Jan 03 2011
It felt good. I took the last two weeks of 2011 and took a hiatus from Twitter, I tried to stop reading security stories and I generally just stayed away from my home office and computer whenever I didn’t absolutely need to be working. I still used the iPad and I couldn’t leave my phones behind, but it really felt good to deprioritize social media and email in favor of spending time with my family over the holidays. And it felt good to just put a little distance between myself and all the stressors on the Internet and in my inbox.

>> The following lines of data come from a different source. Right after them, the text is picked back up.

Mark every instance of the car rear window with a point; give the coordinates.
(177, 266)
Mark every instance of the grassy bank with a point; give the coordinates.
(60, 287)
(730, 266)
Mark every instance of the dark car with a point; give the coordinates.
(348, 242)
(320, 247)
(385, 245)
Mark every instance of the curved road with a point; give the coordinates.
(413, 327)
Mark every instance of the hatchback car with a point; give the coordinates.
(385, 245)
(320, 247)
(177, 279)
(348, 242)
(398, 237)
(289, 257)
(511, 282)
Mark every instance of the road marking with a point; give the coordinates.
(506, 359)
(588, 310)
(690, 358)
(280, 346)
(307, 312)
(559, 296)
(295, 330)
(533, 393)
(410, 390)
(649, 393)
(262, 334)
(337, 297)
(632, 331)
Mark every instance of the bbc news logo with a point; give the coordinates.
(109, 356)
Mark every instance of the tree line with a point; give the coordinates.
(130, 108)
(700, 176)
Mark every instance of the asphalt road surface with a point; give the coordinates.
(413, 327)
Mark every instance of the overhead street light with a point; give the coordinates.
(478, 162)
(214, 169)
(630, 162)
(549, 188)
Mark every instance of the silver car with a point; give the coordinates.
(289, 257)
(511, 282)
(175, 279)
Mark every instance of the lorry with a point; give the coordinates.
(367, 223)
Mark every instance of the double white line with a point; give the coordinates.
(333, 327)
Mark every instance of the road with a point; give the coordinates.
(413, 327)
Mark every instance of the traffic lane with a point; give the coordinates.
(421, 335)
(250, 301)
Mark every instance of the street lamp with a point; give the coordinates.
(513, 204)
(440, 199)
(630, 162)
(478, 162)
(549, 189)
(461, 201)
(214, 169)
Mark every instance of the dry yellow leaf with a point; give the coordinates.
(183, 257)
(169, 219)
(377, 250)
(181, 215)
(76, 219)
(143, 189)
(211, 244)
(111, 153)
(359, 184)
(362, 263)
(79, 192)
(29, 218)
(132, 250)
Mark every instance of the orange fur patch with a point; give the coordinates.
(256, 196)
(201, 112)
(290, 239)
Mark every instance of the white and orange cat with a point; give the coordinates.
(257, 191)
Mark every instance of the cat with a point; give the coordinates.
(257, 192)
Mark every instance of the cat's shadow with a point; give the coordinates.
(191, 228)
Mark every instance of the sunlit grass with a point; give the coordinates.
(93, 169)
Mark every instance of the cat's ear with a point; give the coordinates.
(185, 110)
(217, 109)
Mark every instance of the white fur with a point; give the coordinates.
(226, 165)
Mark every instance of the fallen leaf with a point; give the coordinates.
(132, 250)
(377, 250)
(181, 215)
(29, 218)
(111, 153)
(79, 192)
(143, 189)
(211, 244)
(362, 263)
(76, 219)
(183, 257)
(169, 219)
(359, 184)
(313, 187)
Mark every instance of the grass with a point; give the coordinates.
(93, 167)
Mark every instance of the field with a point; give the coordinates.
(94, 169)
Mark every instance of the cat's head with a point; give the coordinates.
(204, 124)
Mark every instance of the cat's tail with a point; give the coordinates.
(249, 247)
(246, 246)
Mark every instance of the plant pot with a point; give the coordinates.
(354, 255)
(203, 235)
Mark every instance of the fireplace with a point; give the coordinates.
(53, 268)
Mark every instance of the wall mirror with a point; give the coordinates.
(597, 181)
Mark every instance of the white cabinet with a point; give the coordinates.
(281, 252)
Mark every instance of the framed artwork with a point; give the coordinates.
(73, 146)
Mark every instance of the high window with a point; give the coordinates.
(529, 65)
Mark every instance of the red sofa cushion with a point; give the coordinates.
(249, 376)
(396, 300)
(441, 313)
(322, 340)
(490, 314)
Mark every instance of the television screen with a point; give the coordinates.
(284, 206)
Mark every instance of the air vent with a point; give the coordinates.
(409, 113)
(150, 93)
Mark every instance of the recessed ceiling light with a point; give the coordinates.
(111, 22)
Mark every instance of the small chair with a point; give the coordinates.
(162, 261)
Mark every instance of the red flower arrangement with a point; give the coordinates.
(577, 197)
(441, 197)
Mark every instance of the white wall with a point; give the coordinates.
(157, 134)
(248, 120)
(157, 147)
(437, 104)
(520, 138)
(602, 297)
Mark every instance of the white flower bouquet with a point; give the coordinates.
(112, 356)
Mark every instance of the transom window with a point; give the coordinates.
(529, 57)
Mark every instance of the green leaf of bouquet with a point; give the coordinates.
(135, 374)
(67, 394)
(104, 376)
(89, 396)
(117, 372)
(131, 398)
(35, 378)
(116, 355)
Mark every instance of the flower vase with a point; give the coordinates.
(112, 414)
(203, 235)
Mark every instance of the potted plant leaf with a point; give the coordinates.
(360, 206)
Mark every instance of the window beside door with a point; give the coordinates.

I don’t do year end reviews and I don’t do predictions; it’s not that I’m against them, it’s that I feel there are a lot of other people out there who have a better 10K foot view than I do. Plus I hate looking back the next year and seeing how wrong I was about where everything was going. That being said, I get the feeling that 2011 will be a year of change; too many people are complaining too loudly about being burnt out. Too many people are saying ‘what we’re doing isn’t working’. There were too many high profile incidents for people to ignore and keep on doing what they’ve been doing. Or at least that’s my hope.
Alex Hutton sent out a tweet about a concept called ‘slow hunches‘ not to long ago. The basic idea is that we all have portions of great ideas floating around in our heads, it’s when these ideas bump against other ideas and let them mature over time that the real game changers start to develop. That’s a gross simplification of an entire book, but I hope it get’s the message across. I know I have a number of these partially formed ideas in the back of my head and I know from experience that a number of other people across the industry have similar ideas floating around. What I don’t know is how we get those ideas together in order to affect change. Because doing the same ol’, same ol’ isn’t working.
Maybe I’m just optimistic and nothing will change. But like the idea of slow hunches, there are so many incidents both big and small, happening right now that something has to give. Rich (Mogull) is often telling me that as long as we can continue to do business within an acceptable level of fraud, nothing is going to change. And he may be right. But I hope he’s just more of a pessimist than I am. And in the bigger picture, I’m sure he is right, since the more things change, the more they stay the same. But I can still hope that someone amongst our community will come up with a seminal idea this year that will change the way we look at security. Other than “let’s concentrate on the basics” that is.